Walk into any supermarket and you can generally buy a banana for less than a dollar.
But a banana stuck to the wall? It could sell for more than $1 million ($1.55 million) at an upcoming auction at Sotheby’s in New York.
A yellow banana attached to a white wall with silver adhesive tape is a work titled “Comedian” by the Italian artist Maurizio Cattelano. It first debuted in 2019 as a three-fruit edition at Art Basel Miami Beach, where it became a much-discussed sensation.
Was that a joke? A comment on the state of the art world? Another artist took the banana off the wall and ate it. A spare banana was brought. The selfie-seeking crowds became so large that “Comedian” was pulled from the show, but three editions of it sold for between $US120,000 ($185,632) and $US150,000 ($232,040), according to the Perrotin Gallery.
Now, the concept artwork has an estimated value of between US$1 million and US$1.5 million ($1.55 million and $2.32 million) at Sotheby’s auction on November 20. Sotheby’s head of contemporary art, David Galperin, calls it profound and provocative.
“What Cattelan is really doing is turning a mirror on the contemporary art world and asking questions, provoking thinking about how we assign value to works of art, what we define as a work of art,” Galperin said.
Bidders will not buy the same fruit that was displayed in Miami. Those bananas are long gone. Sotheby’s says the fruit should always have been changed regularly, along with the ribbon.
“What you’re buying when you buy Cattelan’s ‘Comedian’ is not the banana itself, but a certificate of authenticity that gives the owner permission and authority to reproduce this banana and duct tape on their wall as an original artwork by Maurizio Cattelan,” Galperin said.

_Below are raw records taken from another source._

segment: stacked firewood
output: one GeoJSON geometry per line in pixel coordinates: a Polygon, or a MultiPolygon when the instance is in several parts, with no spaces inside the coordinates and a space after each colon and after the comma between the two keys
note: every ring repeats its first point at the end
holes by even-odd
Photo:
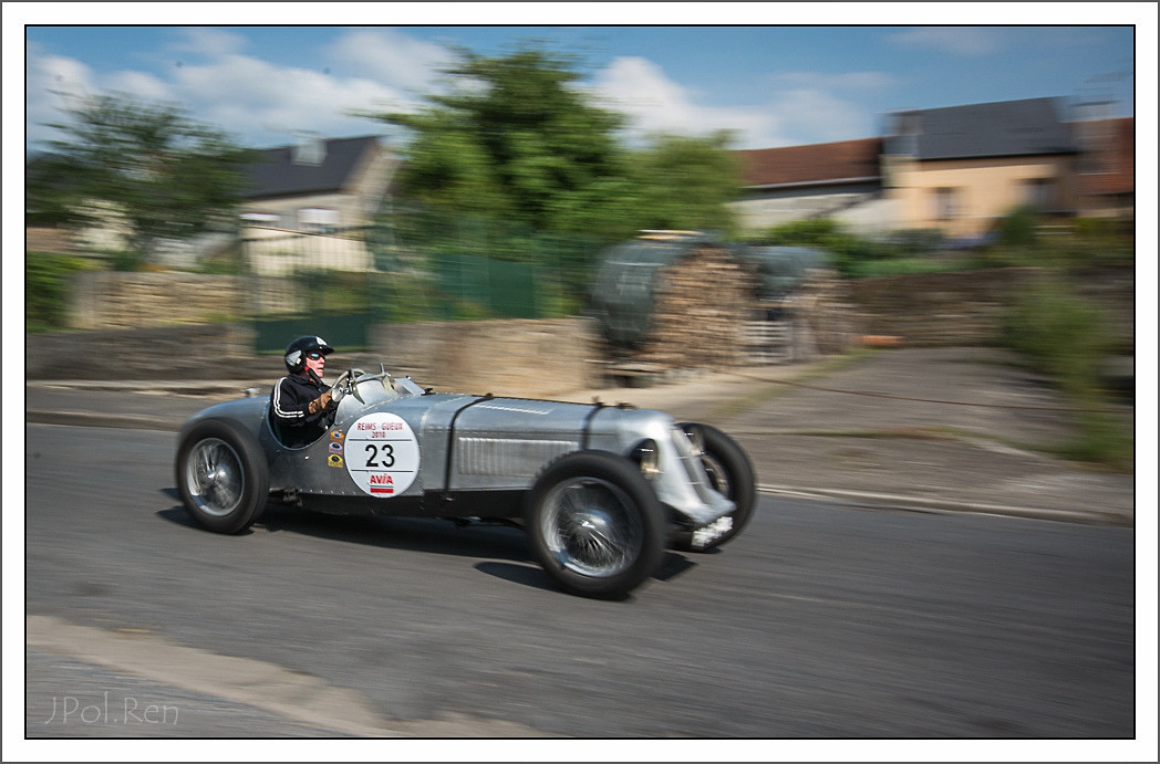
{"type": "Polygon", "coordinates": [[[691,248],[658,272],[647,339],[632,361],[665,370],[744,363],[755,293],[752,268],[727,249],[691,248]]]}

The very title of the work suggests that Cattelan himself probably did not intend to be taken seriously. But Chloé Cooper Jones, an assistant professor at Columbia University’s School of the Arts, said it’s worth considering the context.
Cattelan premiered the work at an art fair frequented by affluent art collectors, where “Comedian” was sure to get a lot of attention on social media. That could mean the art challenged collectors to invest in something absurd, she said.
If “Comedian” is just a tool for understanding the insular, capitalist world of art collecting, Cooper Jones said, “it’s not such an interesting idea.”
But she thinks it could go beyond making fun of rich people.
Cattelan is often considered a “con artist,” she said. “But his work is often at the intersection of a kind of humor and the deeply uncanny. He quite often looks for ways to provoke us, not just for the sake of provocation, but to ask us to look at some of the darkest parts of history and ourselves.”
Australia makes ‘small progress’ in returning looted Nazi art
“It would be hard to think of a better, simpler symbol of global trade and all its exploitation than the banana,” Cooper Jones said. If “Comedian” wants to encourage people to think about their moral complicity in the production of objects they take for granted, then it’s “at least a more useful tool, or at least an additional place to go in terms of the questions that this work might be asking,” she said.
“The Comedian” comes up for sale around the same time Sotheby’s is also auctioning off one of French impressionist Claude Monet’s famous “Water Lilies” paintings, with an expected value of around US$60 million ($92.82 million).
When asked to compare Cattelan’s Banana to classics like Monet’s “Nymphéas,” Galperin says Impressionism wasn’t considered art when the movement began.
“No important, deep, meaningful work of art in the past 100 or 200 years, or our history for that matter, has caused some kind of discomfort when it was first presented,” Galperin said.